Le présent, les odeurs, la joie, les émotions, l'équilibre entre votre corps et votre cerveau voilà peut-être pour moi le début de la maturité intellectuelle me concernant.

Je n'ai pas de conversations profondes avec mon interlocuteur et alors ?

Alcaraz et sinner ne passent pas leur vie à s'envoyer des mines sur un court de tennis.

Et bien c'est pareil pour moi.

Je suis peut-être en train de comprendre que la vie est faite aussi de ressentis et de connexion avec ce que nous appelons le 'réel'.

Se reconnecter à l'autre pour se reconnecter avec soi.

Voilà ce qui m'aide aujourd'hui, c'est parfois douloureux parfois une joie intense.

Mais vous finirez par être plus 'humain' aux yeux des autres.

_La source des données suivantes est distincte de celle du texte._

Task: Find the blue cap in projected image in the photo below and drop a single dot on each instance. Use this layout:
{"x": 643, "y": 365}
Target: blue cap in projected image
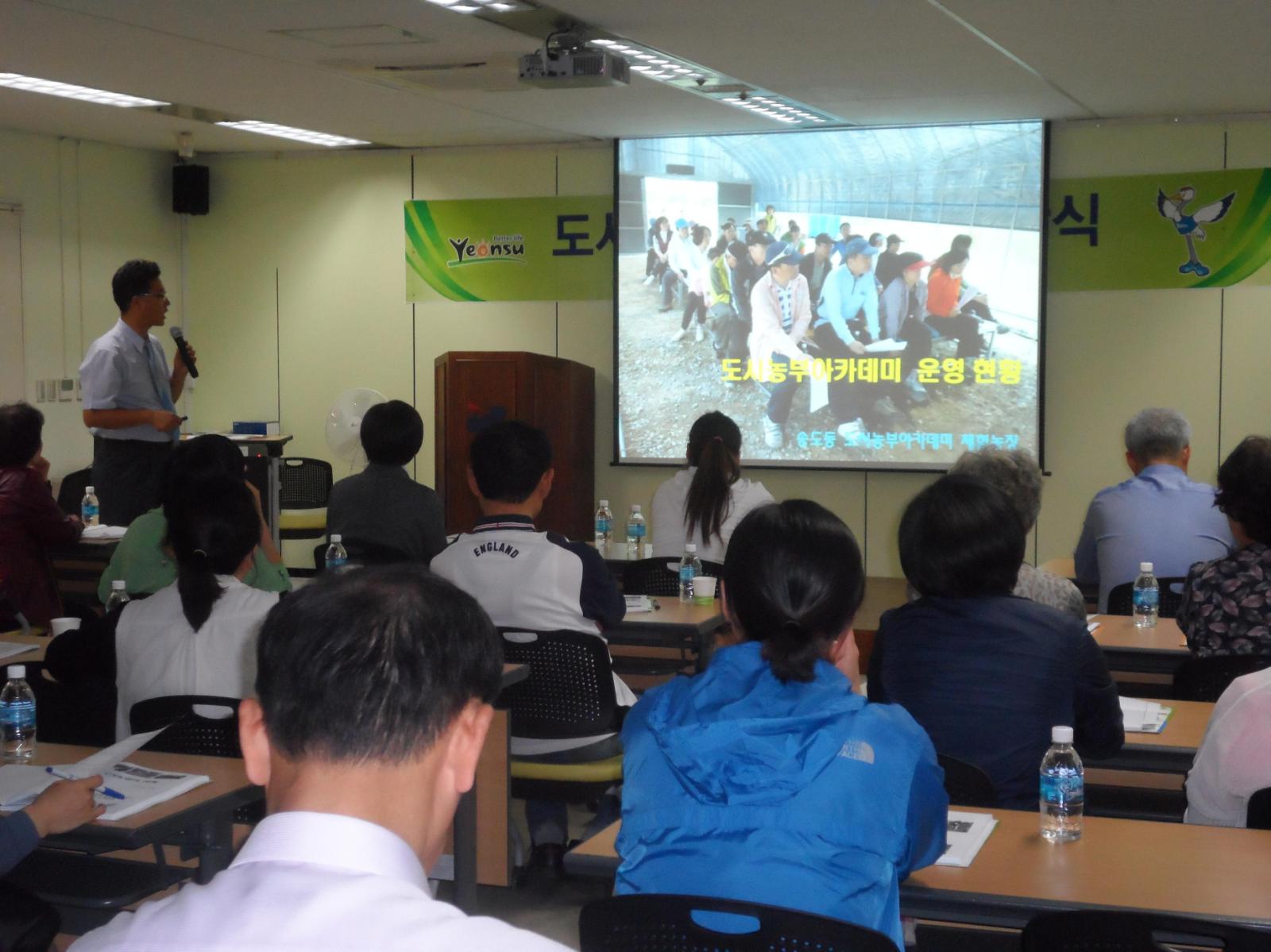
{"x": 858, "y": 245}
{"x": 782, "y": 253}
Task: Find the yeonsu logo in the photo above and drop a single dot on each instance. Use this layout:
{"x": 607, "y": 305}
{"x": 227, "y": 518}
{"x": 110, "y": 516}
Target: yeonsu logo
{"x": 506, "y": 248}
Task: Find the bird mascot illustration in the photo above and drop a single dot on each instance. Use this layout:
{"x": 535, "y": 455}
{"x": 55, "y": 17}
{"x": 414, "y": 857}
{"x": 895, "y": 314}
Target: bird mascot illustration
{"x": 1188, "y": 224}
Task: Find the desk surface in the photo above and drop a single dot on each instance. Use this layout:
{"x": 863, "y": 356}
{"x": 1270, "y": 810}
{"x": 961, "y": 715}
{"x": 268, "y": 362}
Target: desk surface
{"x": 1118, "y": 633}
{"x": 1205, "y": 871}
{"x": 674, "y": 613}
{"x": 226, "y": 777}
{"x": 27, "y": 657}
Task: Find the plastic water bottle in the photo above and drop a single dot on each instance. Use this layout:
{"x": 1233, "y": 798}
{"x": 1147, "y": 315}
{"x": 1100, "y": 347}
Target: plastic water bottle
{"x": 604, "y": 526}
{"x": 1147, "y": 598}
{"x": 89, "y": 509}
{"x": 1063, "y": 789}
{"x": 18, "y": 717}
{"x": 337, "y": 558}
{"x": 636, "y": 530}
{"x": 118, "y": 595}
{"x": 690, "y": 567}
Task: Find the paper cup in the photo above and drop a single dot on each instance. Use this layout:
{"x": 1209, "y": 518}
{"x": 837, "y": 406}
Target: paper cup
{"x": 56, "y": 626}
{"x": 703, "y": 590}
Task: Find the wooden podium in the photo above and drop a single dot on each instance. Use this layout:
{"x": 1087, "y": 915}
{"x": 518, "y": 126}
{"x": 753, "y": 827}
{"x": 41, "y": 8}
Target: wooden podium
{"x": 478, "y": 388}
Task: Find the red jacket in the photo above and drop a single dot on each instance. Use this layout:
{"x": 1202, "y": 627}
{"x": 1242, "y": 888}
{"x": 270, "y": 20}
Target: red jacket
{"x": 29, "y": 522}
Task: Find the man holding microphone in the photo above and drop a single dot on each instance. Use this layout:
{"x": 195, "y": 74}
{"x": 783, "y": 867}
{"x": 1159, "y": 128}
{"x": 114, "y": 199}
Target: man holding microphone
{"x": 130, "y": 397}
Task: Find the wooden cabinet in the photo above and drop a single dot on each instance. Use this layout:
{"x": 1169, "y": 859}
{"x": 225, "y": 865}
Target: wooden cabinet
{"x": 478, "y": 388}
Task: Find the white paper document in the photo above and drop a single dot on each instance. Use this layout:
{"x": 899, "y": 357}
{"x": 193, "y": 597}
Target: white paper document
{"x": 1144, "y": 716}
{"x": 636, "y": 604}
{"x": 139, "y": 787}
{"x": 966, "y": 834}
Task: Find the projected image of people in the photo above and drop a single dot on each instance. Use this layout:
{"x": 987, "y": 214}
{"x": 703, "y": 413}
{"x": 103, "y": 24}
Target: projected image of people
{"x": 876, "y": 306}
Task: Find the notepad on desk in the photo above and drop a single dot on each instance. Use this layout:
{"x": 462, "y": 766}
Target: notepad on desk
{"x": 1144, "y": 716}
{"x": 137, "y": 787}
{"x": 10, "y": 649}
{"x": 966, "y": 834}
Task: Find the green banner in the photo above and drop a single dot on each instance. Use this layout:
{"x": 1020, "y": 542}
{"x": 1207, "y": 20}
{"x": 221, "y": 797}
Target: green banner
{"x": 558, "y": 248}
{"x": 1188, "y": 229}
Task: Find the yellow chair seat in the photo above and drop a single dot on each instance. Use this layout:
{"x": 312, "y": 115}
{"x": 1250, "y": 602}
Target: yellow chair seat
{"x": 303, "y": 518}
{"x": 590, "y": 772}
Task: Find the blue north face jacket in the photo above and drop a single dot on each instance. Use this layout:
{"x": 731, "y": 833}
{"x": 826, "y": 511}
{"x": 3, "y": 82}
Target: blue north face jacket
{"x": 792, "y": 795}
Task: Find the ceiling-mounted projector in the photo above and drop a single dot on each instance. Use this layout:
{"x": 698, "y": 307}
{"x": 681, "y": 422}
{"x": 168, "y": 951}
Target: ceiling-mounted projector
{"x": 575, "y": 69}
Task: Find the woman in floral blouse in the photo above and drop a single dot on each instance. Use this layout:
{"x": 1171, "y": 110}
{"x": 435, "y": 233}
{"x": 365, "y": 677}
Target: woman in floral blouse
{"x": 1227, "y": 603}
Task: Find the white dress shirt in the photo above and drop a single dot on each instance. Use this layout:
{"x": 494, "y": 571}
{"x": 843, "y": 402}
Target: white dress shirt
{"x": 669, "y": 530}
{"x": 124, "y": 370}
{"x": 311, "y": 881}
{"x": 1234, "y": 759}
{"x": 158, "y": 653}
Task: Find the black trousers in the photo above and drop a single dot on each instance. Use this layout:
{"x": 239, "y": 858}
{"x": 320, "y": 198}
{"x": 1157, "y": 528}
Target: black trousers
{"x": 127, "y": 476}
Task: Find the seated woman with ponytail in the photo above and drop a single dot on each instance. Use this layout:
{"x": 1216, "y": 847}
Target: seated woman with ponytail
{"x": 199, "y": 634}
{"x": 705, "y": 503}
{"x": 768, "y": 778}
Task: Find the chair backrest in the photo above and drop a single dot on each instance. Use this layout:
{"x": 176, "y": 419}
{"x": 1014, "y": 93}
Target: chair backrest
{"x": 1258, "y": 814}
{"x": 570, "y": 692}
{"x": 70, "y": 493}
{"x": 1122, "y": 598}
{"x": 304, "y": 484}
{"x": 1205, "y": 679}
{"x": 361, "y": 553}
{"x": 655, "y": 923}
{"x": 188, "y": 731}
{"x": 660, "y": 576}
{"x": 968, "y": 784}
{"x": 1082, "y": 931}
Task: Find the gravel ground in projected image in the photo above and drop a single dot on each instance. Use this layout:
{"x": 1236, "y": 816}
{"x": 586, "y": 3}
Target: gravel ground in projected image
{"x": 666, "y": 385}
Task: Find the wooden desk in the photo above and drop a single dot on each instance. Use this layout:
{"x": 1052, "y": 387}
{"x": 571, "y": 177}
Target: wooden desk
{"x": 27, "y": 657}
{"x": 1130, "y": 865}
{"x": 1157, "y": 651}
{"x": 203, "y": 814}
{"x": 1169, "y": 751}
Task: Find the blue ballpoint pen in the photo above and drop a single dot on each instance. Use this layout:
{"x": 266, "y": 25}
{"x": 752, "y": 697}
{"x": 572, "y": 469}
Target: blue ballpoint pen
{"x": 107, "y": 791}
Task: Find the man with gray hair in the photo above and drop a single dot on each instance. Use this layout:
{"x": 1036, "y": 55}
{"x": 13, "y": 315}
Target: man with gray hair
{"x": 1018, "y": 477}
{"x": 1158, "y": 516}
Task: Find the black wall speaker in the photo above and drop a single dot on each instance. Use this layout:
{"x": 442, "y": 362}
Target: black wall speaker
{"x": 190, "y": 190}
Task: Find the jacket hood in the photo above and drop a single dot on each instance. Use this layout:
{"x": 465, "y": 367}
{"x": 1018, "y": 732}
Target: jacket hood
{"x": 739, "y": 736}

Je me suis même surpris très souvent à me dire 'tu le sais, tu as compris, ce qui rend heureuse cette personne c'est de croire qu' elle est supérieure à toi'.

Soit. Tant que ça lui apporte de la joie et que ça me permet de me connecter un peu à elle, c'est ce qui compte.

Et elle a peut-être raison mais ce n'est pas ce qui compte au fond, c'est notre capacité à être la version la plus en osmose et en équilibre avec son 'soi'.

Et c'est tout ce qui compte pour moi aujourd'hui à 35 ans, oui je sais je suis déjà un trentenaire.

Mais un trentenaire enfin en phase avec lui-même et beaucoup plus heureux qu'avant surtout.

J'ai encore du boulot, est-ce que nous ne disons pas au sujet des personnes 'comme nous' que nous naissons vieilles pour mourir jeunes et sages ?

Que la prochaine personne qui pense que je ne suis qu'un gamin immature se le disent, je la remercie au fond.

Je suis né vieux mais je finirai ma vie jeune car en phase de la meilleure des manières possibles avec soi-même.